A missing permission check in the Jenkins Kubernetes Continuous Deploy Plugin version 2.3.1 and earlier allows attackers with Overall/Read permission to enumerate credentials IDs of credentials stored in Jenkins [1][4]. The plugin fails to verify that the user has the necessary permission to view credential IDs, making the issue reachable from any job or view that uses the plugin's functionality.

Exploitation

An attacker needs only the built-in Overall/Read permission, which is typically granted to low-privileged users. By interacting with the plugin's endpoints (e.g., form validation or credential listing), the attacker can enumerate credential IDs without any additional authorization. No specific authentication or user interaction beyond having Overall/Read is required.

Impact

Successful exploitation results in information disclosure of credential IDs.
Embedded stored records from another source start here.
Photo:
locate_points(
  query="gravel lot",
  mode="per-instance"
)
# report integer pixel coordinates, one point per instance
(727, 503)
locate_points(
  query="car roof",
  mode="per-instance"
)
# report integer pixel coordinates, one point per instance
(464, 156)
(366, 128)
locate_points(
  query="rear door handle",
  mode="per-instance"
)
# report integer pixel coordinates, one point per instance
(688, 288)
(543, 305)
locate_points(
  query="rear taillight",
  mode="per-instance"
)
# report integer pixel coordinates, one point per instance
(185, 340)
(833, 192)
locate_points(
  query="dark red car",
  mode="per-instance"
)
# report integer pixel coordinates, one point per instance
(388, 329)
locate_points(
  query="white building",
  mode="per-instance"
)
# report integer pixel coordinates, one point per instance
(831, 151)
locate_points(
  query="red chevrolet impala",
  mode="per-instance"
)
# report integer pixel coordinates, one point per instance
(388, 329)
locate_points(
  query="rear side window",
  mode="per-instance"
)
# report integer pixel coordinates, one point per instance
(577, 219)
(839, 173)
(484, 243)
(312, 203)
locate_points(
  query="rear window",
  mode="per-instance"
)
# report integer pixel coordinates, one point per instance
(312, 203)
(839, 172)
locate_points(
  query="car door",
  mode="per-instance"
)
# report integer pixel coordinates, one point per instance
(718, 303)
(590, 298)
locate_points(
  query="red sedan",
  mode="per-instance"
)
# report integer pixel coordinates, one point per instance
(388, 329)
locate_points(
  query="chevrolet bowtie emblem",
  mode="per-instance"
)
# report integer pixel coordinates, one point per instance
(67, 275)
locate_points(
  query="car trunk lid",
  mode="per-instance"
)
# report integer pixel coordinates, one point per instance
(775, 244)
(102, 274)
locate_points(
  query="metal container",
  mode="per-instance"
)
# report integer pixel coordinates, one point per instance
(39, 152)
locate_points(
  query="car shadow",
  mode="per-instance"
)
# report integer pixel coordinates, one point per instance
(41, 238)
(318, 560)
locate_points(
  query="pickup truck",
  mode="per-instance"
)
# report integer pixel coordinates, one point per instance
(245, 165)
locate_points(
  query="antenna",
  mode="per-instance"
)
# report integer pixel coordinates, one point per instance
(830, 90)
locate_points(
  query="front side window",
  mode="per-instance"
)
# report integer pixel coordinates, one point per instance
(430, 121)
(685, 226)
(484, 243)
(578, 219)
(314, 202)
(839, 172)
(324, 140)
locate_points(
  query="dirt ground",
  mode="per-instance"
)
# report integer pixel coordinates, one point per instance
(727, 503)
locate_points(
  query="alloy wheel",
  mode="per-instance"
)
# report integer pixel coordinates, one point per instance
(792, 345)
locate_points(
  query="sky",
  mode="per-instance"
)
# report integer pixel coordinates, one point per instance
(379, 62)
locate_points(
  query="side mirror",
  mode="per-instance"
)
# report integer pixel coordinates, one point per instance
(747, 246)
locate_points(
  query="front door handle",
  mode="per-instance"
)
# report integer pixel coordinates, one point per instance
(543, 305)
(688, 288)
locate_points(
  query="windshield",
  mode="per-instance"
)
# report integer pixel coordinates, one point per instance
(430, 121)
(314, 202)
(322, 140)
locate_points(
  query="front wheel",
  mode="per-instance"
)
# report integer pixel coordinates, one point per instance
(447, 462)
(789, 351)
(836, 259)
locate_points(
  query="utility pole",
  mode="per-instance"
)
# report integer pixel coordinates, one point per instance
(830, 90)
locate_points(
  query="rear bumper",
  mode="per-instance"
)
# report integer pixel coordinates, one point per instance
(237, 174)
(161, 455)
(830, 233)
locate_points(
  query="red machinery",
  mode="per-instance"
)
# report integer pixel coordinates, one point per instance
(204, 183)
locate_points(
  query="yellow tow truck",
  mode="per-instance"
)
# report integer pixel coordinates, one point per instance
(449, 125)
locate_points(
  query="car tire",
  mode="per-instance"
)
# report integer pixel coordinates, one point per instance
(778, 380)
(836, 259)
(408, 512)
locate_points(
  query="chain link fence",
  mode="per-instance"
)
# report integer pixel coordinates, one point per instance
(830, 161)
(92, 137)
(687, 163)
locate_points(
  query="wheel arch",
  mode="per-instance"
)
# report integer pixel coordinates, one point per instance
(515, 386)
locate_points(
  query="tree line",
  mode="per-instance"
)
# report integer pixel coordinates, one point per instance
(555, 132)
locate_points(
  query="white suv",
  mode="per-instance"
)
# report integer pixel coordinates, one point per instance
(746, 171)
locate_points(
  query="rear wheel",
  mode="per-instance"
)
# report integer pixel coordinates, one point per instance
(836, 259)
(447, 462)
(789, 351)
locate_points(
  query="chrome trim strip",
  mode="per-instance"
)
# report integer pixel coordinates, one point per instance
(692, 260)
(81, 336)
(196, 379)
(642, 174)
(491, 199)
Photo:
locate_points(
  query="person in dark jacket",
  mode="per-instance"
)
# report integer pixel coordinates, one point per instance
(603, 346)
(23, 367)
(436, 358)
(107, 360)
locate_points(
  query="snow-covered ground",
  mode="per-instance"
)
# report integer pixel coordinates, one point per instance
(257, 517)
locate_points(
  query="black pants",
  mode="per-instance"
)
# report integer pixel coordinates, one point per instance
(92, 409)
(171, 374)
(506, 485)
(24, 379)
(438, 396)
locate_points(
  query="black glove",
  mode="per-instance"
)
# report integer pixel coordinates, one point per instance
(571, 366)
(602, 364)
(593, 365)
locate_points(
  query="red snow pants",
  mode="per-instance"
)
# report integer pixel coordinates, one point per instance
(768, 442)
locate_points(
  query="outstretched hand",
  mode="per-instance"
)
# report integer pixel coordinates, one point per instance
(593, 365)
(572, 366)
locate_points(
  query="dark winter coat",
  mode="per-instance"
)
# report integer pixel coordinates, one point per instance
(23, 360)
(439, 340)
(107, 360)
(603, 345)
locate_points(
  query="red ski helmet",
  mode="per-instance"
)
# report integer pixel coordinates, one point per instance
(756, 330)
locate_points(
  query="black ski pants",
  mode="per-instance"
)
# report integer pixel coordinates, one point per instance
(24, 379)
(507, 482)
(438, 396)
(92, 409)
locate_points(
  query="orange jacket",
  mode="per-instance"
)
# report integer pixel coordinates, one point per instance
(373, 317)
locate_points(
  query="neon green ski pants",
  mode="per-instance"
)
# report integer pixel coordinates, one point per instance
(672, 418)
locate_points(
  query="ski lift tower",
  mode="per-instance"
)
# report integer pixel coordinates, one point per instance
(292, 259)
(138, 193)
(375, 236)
While the actual credential values are not exposed, knowledge of IDs can aid in further attacks, such as identifying which credentials are available or targeting specific credentials in subsequent exploitation. The plugin distribution was later suspended due to unresolved remote code execution vulnerability SECURITY-2448 [3], but for this CVE, the impact is limited to enumeration.

Mitigation

No official patch for CVE-2022-27209 has been released. The Jenkins Security Advisory 2022-03-15 notes that the vulnerability is unresolved [1][2]. As a workaround, administrators can restrict Overall/Read permission to trusted users only. As of 23 August 2022, distribution of the plugin has been suspended due to an unrelated RCE vulnerability [3], so no future updates are expected unless the plugin is adopted and fixed.